Vollkommen empörend ist es, in der Pressemitteilung zu lesen, wie in Frage gestellt wird, dass Gazale Salame in der Türkei unter erbärmlichen Bedingungen lebt. Sie lebt seit ihrer Abschiebung von den Überweisungen ihres Mannes und den Spenden von UnterstützerInnen in Deutschland. Gazale Salame war, als sie das (ihr letztlich verweigerte) Visum zum Besuch in Deutschland beantragte, gezwungen, Besitz nachzuweisen, um ihre Rückkehrbereitschaft deutlich zu machen. Das in der Pressemitteilung angeführte, angebliche Haus des Vaters von Gazale Salame in der Türkei ist diesem nur formal überschrieben worden und befindet sich nicht tatsächlich in seinem Besitz. Dies alles weiß der Landkreis seit über einem Jahr. Der Sachverhalt wurde bereits im Härtefallverfahren ausgeräumt. Dass der Landkreis diese Klamotte erneut auspackt, kann insofern nur als böswillig bezeichnet werden.

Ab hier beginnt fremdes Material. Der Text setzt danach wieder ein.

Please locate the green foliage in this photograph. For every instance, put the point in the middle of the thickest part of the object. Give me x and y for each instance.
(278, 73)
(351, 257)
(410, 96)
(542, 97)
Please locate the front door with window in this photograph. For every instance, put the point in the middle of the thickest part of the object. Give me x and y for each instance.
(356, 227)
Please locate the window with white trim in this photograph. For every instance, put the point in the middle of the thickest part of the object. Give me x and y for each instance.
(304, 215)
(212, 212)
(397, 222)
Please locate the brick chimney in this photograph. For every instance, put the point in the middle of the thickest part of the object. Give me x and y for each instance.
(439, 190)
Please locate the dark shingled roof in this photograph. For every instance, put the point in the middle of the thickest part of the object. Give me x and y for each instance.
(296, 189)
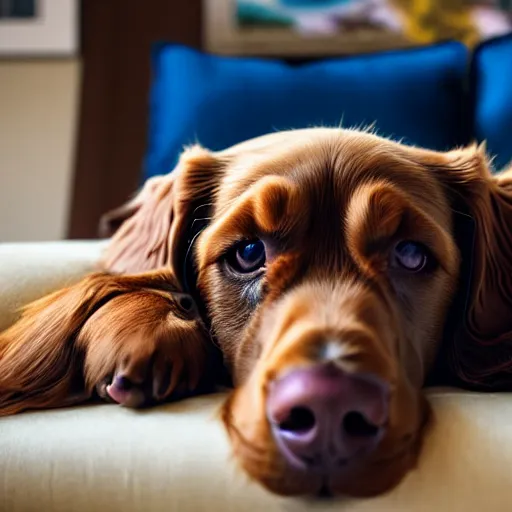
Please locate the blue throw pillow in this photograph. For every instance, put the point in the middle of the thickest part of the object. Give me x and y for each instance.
(417, 95)
(492, 80)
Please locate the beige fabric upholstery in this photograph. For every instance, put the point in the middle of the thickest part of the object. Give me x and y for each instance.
(176, 457)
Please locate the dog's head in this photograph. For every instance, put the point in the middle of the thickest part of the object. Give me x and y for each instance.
(328, 267)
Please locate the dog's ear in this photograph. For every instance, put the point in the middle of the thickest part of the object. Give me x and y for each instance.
(481, 348)
(152, 233)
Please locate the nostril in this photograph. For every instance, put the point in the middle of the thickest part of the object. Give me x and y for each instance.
(356, 425)
(300, 420)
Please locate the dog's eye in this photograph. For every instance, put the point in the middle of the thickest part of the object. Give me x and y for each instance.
(248, 256)
(412, 256)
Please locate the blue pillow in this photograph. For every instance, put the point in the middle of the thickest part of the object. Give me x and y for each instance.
(417, 95)
(492, 79)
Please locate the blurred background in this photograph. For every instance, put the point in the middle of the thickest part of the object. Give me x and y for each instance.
(76, 81)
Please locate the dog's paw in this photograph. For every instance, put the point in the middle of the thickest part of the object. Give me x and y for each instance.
(145, 379)
(142, 350)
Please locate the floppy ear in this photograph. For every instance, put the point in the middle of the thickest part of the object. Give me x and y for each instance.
(481, 348)
(155, 223)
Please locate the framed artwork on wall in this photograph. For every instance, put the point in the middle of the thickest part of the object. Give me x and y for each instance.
(38, 28)
(336, 27)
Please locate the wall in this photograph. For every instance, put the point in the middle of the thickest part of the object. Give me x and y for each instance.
(38, 118)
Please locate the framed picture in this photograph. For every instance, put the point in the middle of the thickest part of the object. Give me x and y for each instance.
(32, 28)
(336, 27)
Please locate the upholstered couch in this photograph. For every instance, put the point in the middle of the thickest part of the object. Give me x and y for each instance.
(176, 457)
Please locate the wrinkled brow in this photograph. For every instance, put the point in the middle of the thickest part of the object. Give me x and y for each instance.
(270, 207)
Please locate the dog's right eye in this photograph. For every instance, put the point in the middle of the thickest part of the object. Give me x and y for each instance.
(247, 256)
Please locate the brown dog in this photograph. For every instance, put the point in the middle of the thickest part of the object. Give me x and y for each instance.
(324, 264)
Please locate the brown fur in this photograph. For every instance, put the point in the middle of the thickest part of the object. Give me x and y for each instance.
(330, 205)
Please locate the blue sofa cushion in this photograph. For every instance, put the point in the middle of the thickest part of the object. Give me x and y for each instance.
(416, 94)
(492, 81)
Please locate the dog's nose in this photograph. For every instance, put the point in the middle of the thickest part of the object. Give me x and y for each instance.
(323, 417)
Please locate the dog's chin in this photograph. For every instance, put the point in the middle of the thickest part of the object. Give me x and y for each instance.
(357, 481)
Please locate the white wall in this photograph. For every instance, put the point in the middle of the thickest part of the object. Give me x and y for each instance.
(38, 120)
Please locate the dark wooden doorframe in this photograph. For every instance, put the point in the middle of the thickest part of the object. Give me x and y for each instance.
(117, 36)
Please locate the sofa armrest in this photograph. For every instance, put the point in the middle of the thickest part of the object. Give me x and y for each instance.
(30, 270)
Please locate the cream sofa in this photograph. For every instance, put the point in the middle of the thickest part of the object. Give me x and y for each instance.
(176, 457)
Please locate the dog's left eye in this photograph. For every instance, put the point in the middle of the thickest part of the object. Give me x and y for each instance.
(248, 256)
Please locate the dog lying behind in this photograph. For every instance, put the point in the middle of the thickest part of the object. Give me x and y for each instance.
(334, 269)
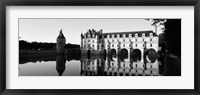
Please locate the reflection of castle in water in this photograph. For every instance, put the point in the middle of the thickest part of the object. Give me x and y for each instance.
(115, 66)
(60, 64)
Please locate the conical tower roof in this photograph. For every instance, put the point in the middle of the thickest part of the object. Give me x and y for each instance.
(61, 35)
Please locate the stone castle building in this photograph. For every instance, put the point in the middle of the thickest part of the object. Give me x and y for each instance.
(137, 47)
(135, 43)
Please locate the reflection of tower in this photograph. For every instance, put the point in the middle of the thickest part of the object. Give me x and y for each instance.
(60, 64)
(60, 45)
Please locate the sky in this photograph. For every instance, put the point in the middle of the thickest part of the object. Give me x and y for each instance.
(47, 30)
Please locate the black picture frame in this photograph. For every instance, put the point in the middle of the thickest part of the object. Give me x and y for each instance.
(4, 3)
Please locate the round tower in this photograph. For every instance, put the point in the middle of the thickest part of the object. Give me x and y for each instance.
(60, 45)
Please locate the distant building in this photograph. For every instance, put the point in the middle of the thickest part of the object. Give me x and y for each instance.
(60, 43)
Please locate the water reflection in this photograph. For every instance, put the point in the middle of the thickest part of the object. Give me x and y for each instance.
(60, 64)
(111, 65)
(117, 66)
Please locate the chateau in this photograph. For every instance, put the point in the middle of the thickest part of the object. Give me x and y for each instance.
(138, 47)
(133, 42)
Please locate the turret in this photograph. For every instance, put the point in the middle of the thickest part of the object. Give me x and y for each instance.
(60, 45)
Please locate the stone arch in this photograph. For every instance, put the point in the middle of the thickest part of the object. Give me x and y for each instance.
(151, 55)
(124, 53)
(136, 55)
(113, 52)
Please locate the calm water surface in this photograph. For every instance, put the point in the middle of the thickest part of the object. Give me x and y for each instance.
(95, 66)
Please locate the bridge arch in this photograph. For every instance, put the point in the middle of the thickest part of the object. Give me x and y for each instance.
(151, 55)
(124, 53)
(136, 55)
(113, 52)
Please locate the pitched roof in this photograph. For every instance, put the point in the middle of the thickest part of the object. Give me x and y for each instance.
(61, 35)
(147, 33)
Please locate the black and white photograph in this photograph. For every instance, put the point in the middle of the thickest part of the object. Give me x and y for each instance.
(99, 47)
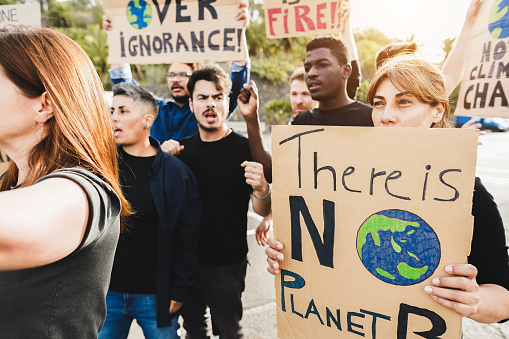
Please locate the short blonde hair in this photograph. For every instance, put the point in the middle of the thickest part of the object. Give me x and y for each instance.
(417, 77)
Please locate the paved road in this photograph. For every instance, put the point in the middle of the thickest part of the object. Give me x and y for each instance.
(259, 298)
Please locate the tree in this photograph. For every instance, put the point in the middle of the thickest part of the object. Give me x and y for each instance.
(369, 41)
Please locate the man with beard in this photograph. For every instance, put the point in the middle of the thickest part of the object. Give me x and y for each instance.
(228, 180)
(175, 120)
(327, 67)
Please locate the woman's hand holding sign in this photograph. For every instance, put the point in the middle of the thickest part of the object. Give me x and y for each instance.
(458, 292)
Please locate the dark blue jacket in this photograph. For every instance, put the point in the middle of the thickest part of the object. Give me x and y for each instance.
(176, 196)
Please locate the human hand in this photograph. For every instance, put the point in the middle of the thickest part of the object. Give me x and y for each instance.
(263, 229)
(248, 100)
(172, 147)
(472, 11)
(459, 292)
(345, 9)
(175, 306)
(107, 25)
(243, 13)
(255, 178)
(273, 255)
(471, 124)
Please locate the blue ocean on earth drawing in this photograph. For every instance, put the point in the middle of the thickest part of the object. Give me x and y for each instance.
(398, 247)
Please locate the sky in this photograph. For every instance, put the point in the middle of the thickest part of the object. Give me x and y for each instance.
(431, 21)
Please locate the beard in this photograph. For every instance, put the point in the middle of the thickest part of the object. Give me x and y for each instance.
(208, 129)
(181, 99)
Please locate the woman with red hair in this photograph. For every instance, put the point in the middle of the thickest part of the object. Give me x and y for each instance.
(60, 200)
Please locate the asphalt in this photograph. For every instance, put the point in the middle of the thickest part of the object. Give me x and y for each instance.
(259, 299)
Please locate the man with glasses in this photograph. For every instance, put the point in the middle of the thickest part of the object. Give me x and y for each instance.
(175, 120)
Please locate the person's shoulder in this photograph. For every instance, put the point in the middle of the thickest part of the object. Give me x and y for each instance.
(175, 166)
(304, 118)
(362, 107)
(188, 140)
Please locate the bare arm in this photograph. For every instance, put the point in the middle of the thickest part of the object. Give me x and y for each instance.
(41, 224)
(487, 303)
(260, 198)
(455, 62)
(248, 106)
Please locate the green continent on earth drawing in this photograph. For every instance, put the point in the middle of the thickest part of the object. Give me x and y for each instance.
(139, 13)
(499, 19)
(398, 247)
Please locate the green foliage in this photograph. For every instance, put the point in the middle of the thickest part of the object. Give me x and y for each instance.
(151, 74)
(453, 98)
(272, 59)
(273, 68)
(94, 41)
(369, 41)
(362, 92)
(279, 112)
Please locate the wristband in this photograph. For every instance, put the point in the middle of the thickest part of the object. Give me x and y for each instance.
(266, 195)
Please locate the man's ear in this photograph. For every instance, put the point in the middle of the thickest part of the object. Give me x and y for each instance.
(346, 71)
(148, 120)
(44, 108)
(438, 113)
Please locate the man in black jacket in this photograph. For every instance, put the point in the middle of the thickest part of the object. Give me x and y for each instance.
(156, 257)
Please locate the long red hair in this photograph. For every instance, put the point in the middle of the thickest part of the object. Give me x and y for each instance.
(39, 60)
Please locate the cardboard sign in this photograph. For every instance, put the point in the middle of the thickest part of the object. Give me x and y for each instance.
(485, 87)
(368, 217)
(290, 18)
(4, 163)
(29, 14)
(166, 31)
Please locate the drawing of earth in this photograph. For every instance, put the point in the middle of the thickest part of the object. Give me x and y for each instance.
(499, 19)
(398, 247)
(139, 13)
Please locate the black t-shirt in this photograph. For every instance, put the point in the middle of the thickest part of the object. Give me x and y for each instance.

Alles in allem macht die Pressemitteilung des Landkreises deutlich, dass hier etliche Argumente gegen eine Rückholung von Gazale Salame mit ihren Kindern nur vorgeschoben sind. Unerträglich ist auch der Hinweis auf die Tatsache, dass Ahmed Siala und Gazale Salame nicht verheiratet sind. Der Landkreis sollte wissen, dass eine Familie im rechtlichen Sinne vorliegt, wenn Kinder da sind, unabhängig vom Vorliegen eines Trauscheins. Betroffen sind in diesem Fall insbesondere auch die Kinder, denen eine Erziehung durch beide Elternteile seit Jahren versagt bleibt. Warum der Landkreis sich einer menschlichen Lösung verweigert, darüber lässt sich nur spekulieren. „Wir können nur vermuten, dass die Entscheidungsträger im Landkreis ihre Verantwortung an dieser menschlichen Tragödie nicht eingestehen können“, meint dazu Dr. Gisela Penteker vom Vorstand des Flüchtlingsrats. Vor zwei Wochen noch erklärte die SPD-Fraktion, sie werde sich gemeinsam mit dem Landrat um eine schnelle Rückholung von Gazale zu ihrer Familie bemühen. Der Landrat verfolgt ganz offensichtlich ein falsches Spiel, er hintergeht dabei selbst seine eigene Fraktion.

Auf der Strecke bleibt dabei Gazale Salame, die nach Erhalt der Nachricht über die neuerliche Ablehnung aller Bemühungen um eine Lösung vollkommen zusammengebrochen ist.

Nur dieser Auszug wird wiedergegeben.